Oh How I Love Flying, the Gift of Feeling Free

           Flying Free

The wind was blowing with a gust, as I unloaded my art supplies and canvas from the trunk.  It was difficult to hold onto the canvas as the wind swirled around me like it would lift me in flight. Overhead I hear the sound of a jet airplane.  I look up and seeing the plane climb higher and higher, the blowing wind and the sounds of the jet engines jog my memories.  I am thinking about how much I miss flying and airplanes.

So many places, so many people, so many experiences racing in my mind at the speed of a jet.

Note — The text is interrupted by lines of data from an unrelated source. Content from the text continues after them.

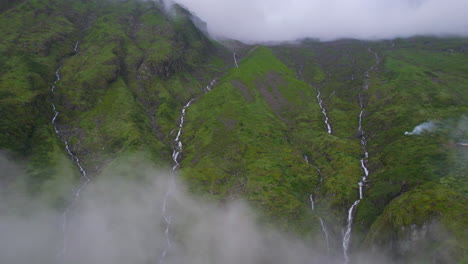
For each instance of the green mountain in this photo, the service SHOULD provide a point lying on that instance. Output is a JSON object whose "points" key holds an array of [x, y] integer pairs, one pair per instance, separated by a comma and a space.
{"points": [[276, 125]]}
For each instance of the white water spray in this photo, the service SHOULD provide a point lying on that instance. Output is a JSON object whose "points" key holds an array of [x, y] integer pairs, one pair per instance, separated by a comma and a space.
{"points": [[324, 112], [176, 152], [363, 162], [75, 49], [311, 197], [419, 129], [235, 60], [84, 176]]}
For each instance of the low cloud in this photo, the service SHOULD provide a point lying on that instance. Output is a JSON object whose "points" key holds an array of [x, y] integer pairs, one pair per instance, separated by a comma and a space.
{"points": [[277, 20], [118, 220], [424, 127]]}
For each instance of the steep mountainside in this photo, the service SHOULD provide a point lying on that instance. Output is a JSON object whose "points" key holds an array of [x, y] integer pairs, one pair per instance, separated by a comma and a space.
{"points": [[285, 127]]}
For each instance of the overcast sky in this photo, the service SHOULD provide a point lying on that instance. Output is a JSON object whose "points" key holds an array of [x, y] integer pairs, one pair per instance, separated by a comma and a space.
{"points": [[278, 20]]}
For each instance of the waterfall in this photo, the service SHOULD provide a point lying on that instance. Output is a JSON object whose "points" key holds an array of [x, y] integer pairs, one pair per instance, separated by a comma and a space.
{"points": [[75, 49], [176, 152], [363, 161], [311, 198], [85, 179], [324, 112], [235, 60]]}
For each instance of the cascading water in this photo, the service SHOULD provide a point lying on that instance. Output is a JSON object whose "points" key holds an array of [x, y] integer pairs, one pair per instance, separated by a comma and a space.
{"points": [[363, 162], [311, 198], [235, 60], [176, 151], [324, 112], [84, 176]]}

As I enter the studio, this one memory penetrated my thoughts:  In 1970 I began to wear a POW bracelet made of stainless steel, engraved with the rank, name and loss date of an American serviceman captured during the Vietnam War. Praying daily for his return and  hoping that I would be able to give it to him or his family when he returned. (I will not reveal his name to protect his privacy.)

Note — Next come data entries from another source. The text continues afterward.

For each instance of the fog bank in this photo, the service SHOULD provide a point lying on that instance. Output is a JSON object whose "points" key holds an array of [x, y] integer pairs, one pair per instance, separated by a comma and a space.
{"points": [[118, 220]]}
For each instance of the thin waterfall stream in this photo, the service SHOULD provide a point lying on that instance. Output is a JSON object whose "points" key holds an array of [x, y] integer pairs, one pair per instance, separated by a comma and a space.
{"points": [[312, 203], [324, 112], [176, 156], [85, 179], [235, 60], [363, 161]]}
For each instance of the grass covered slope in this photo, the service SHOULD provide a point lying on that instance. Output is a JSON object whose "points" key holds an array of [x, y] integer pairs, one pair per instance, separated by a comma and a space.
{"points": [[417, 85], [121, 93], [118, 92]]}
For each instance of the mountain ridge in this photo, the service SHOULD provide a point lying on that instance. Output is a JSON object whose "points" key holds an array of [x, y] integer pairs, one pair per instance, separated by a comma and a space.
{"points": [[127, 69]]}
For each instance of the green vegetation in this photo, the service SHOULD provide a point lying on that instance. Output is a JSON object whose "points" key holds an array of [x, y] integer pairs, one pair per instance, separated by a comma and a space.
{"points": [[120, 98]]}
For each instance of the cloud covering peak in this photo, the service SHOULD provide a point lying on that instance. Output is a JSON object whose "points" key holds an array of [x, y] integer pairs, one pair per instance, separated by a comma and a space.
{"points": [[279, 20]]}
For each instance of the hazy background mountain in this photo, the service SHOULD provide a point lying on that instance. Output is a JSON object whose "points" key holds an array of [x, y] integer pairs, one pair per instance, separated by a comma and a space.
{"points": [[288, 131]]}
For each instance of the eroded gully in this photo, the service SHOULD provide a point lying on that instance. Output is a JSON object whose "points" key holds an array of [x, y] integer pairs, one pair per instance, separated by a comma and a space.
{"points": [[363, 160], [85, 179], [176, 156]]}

It was an ordinary day in April 1973, on a non-eventful flight standing at the airplane door greeting and welcoming  passengers on board.  The agent had informed me that we would be taking home one of our servicemen who had been a prisoner in Vietnam.  He and his wife would be boarding last.  The image of this man was difficult to process as he walked slowly onto the plane.  He was so thin and frail and I found myself wiping away tears.

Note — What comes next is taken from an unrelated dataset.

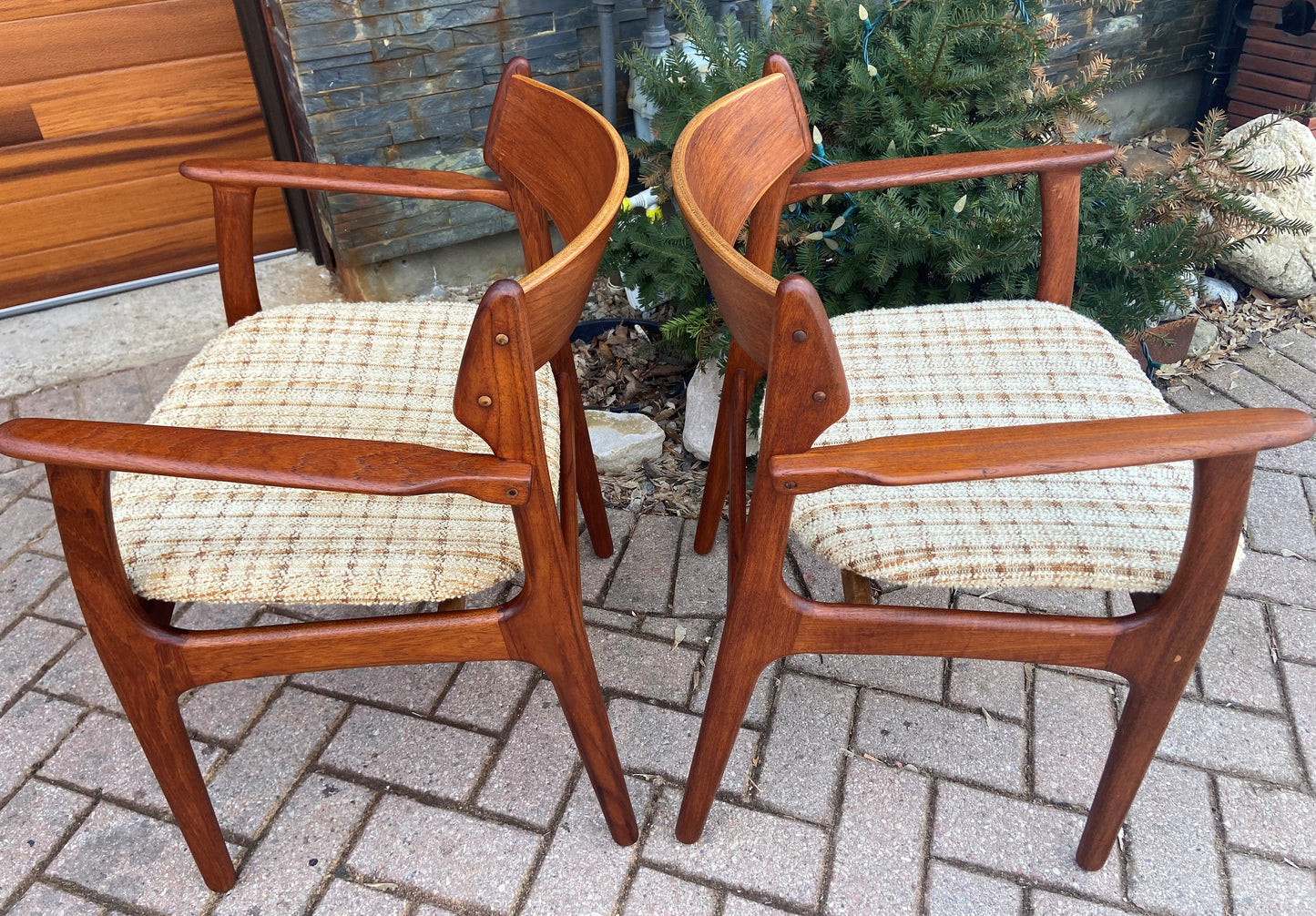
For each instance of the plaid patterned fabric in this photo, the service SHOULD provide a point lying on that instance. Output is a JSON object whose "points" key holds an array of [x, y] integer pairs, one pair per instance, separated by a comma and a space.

During flight I approached him; trying not to draw attention as this was his wish.  I thanked him for his service. I shared about wearing a POW bracelet and the back story about how the bracelet program began.  I showed him my bracelet and said,” I hope one day to give it to him or send it to his family.”

He spoke so softly that I could barely understand…..this is what he said “You can give it to me that is my name on your bracelet”.  Tears of joy flowing from our eyes….  

Our reunion was short as the plane landed and he continued on his journey home.  This rare encounter shall forever be one that filled my heart with compassion placing me on holy ground.

                              Time to put earbuds in and select a playlist……

Rarely do I know what I will paint and what the finished piece will look like, I take this memory and my love of flying and let the process begin.

 Standing at the easel I swipe the you-tube app and begin to listen to “Leaving on a Jet Plane” by Peter, Paul and Mary:   https://youtu.be/Qc-7SnMnX78 .

Such freedom I feel when flying on a jet plane.  This accidental artist begins mixing colors and choosing the brushes and the palette knife, I move the paint covered brush across the canvas like a dancer gliding across the floor, interpreting the music.

All these memories of flying take over and the painting reveals my soul of how free I feel and how blessed and thankful for all the years that jet airplanes took me into flight to…  Beautiful and faraway places to many to name.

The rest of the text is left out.